Wyróżnia się na tym tle konstrukcja postaci Shlomith, której zresztą poświęca autorka nieproporcjonalnie dużo miejsca. Nic dziwnego – ta artystka, performerka, najlepiej ucieleśniająca wszystkie te „pomiędzy”, z jakimi mierzyć muszą się kobiety (niezależnie od narodowości czy klasy społecznej): z przypisaną im rolą żony i matki, miłością do męża i dzieci a niezależnością artystyczną (niezależnością w ogóle), żydówką z całym wielopokoleniowym bagażem ortodoksyjnej wiary, ale i traumą Shoah a Żydówką jako przedstawicielką etnicznej mniejszości w Nowym Jorku (powinnością wobec tradycji a lojalnością wobec samej siebie), pragnieniem życia a niepohamowaną żądzą spełniania siebie, co w przypadku Shlomith jest równoznaczne ze spełnianiem artystycznym, którego elementem, paradoksalnie, jest wyniszczająca anoreksja.
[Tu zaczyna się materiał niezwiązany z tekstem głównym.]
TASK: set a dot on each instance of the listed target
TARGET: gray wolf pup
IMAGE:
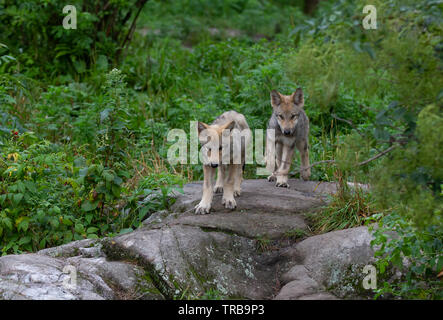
(223, 147)
(291, 127)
Ale powieść Laury Lindstedt ma w sobie jeszcze jedno „pomiędzy” – zawarte w formie, jakiej autorka używa do opisania losów kobiet. Nie jest to co prawda – jak u wspomnianego Saundersa – powieść bez narratora, lecz mimo to nie jest to też narracja tradycyjna. Język opowieści poddany jest rytmowi zdarzeń, rozpada się, gdy wymaga tego opowieść, albo staje się językiem bohaterek – jak choćby tekstem napisanego po hebrajsku listu, językiem performansu, językiem nekrologu, ogłoszenia o pracy, albo notki prasowej.

Tym samym my także, jako czytelnicy, wrzuceni zostajemy przez autorkę w bardo – gdzieś między tradycyjną opowieść, dającą nam przynajmniej pozory pełnego poznawania przedstawionego świata a skrawki, urywki informacji, zmuszające do własnej interpretacji zawartych na kartach tej książki zdarzeń.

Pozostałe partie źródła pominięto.